Aphrodite deu um largo sorriso de satisfação, ao que parecia, eu tinha me enganado, ela não tinha contado a Zoey sobre o sangue. Fiquei esperando Zoey sair correndo do círculo, eu a acompanharia e daria apoio, mas ela não saiu. Ela colocou os dedos na boca, como se estivesse limpando algum resto do vinho que teria caído neles. Parecia que ela tinha gostado.
Aphrodite apareceu na minha frente com a taça bem na hora que eu estava tentando entender a expressão de Zoey e eu dei um pequeno gole. Ela me lançou um sorriso amargo, mas que, para quem estivesse vendo, parecia que era terno. Continuei avaliando Zoey, pronto para acudi-la, se necessário. Mas ela não se moveu. Parecia preocupada com alguma coisa, mas não estava com cara de enjoada.
Aphrodite fechou o círculo e se despediu de todos.
– Merry meet, Merry part e Merry meet outra vez.
As luzes foram acesas e Zoey começou a olhar ao redor da sala, procurando por alguém ou alguma coisa. Eu tive esperanças que ela estivesse procurando por mim, mas não ia esperar, estava indo em direção a ela quando ela fitou alguma coisa. Era Elliot, a “geladeira” da vez, ele tinha acordado e estava se levantando. Ele era um garoto gordinho e bem desagradável. Zoey arregalou os olhos e ficou parada por um tempo, pensando. Quando ele levantou a mão e a atadura em seu pulso apareceu Zoey fechou a cara e foi em direção de Enyo, Deino e Pemphredo, que conversavam perto dela. Cheguei mais perto para ouvir a conversa.
– O que aquele garoto está fazendo aqui? – Zoey perguntou indicando Elliot que estava com uma cara horrível.
– Ele não é nada. Só uma geladeira que usamos esta noite – Enyo respondeu, revirando os olhos enquanto olhava para Elliot.
– Que infeliz! – Deino disse com desprezo.
– Ele é praticamente humano. Não é à toa que ele só serve para lanche. – Pemphredo disse, com nojo.
– Espere aí, não estou entendendo. – Zoey disse, agora com cara de enjoada. – Geladeira? Lanche?

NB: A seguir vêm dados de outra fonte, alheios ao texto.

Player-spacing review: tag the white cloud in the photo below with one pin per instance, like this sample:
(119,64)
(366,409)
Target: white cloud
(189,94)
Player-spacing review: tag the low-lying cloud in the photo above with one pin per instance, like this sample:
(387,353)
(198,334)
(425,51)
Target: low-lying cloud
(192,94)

– É assim que chamamos os humanos: geladeiras e lanches. – Deino respondeu olhando para Zoey com arrogância. – Sabe, café-da-manhã, almoço e jantar.
– Ou qualquer refeição entre elas. – Enyo disse alegremente.

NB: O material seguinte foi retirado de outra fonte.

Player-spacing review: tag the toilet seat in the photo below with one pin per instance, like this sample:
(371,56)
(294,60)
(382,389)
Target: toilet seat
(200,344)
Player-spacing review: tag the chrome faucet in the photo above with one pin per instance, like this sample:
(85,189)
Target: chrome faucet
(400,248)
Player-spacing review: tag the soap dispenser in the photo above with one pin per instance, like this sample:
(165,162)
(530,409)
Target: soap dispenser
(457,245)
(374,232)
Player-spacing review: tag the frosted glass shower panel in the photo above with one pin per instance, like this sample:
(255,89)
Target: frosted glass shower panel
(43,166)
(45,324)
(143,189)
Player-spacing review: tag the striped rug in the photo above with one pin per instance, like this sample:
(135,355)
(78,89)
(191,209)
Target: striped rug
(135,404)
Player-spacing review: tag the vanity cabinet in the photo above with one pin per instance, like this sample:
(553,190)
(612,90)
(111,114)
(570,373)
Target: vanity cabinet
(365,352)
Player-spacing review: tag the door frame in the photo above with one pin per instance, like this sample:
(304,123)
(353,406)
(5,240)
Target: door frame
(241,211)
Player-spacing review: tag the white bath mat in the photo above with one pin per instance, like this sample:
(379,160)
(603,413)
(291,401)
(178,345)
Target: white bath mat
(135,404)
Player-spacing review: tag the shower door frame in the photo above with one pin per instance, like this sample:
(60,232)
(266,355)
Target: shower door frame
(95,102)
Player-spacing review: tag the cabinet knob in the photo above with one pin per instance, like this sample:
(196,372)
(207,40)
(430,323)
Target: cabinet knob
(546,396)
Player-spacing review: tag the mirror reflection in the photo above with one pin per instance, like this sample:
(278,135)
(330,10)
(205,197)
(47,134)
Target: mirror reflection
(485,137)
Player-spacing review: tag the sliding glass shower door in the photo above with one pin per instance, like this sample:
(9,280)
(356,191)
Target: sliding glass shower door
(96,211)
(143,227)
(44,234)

– Eu ainda não... – Zoey começou a falar quando Deino a interrompeu.
– Ah, dá um tempo! Não vá fingir que não sabia o que tinha no vinho e que não amou o gosto.

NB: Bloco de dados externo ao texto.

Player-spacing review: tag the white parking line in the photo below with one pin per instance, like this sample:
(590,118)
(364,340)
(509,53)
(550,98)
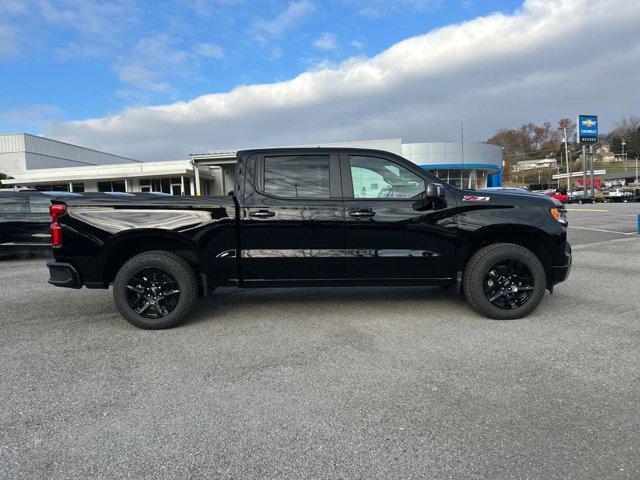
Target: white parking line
(601,230)
(601,220)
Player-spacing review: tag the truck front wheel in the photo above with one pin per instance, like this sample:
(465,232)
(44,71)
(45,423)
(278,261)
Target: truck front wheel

– É, admita, Zoey. Estava na cara. Você queria virar a taça inteira; você queria ainda mais do que nós mesmas. Nós vimos você lambendo os dedos. – Enyo disse indo pra cima de Zoey e encarando sua marca. – Isso a torna algum tipo de aberração, não é? Por alguma razão, você é novata e vamp ao mesmo tempo e queria mais que apenas uma prova do sangue daquele garoto.
Fui interrompido por Aphrodite.
– E então? O que você achou do Ritual de hoje? – Ela perguntou e foi me puxando para o outro lado da sala.
Não queria fazer uma cena, então a segui até a janela próxima a mesa de oferenda à Nyx. Ela pegou a taça e a encheu de vinho.
– Foi bom. – Porque Zoey estava aqui, mas não precisava contar para ela essa parte. – O que você quer agora Aphrodite. – Disse para ela com a maior paciência que consegui. Mesmo assim, minha voz saiu rude.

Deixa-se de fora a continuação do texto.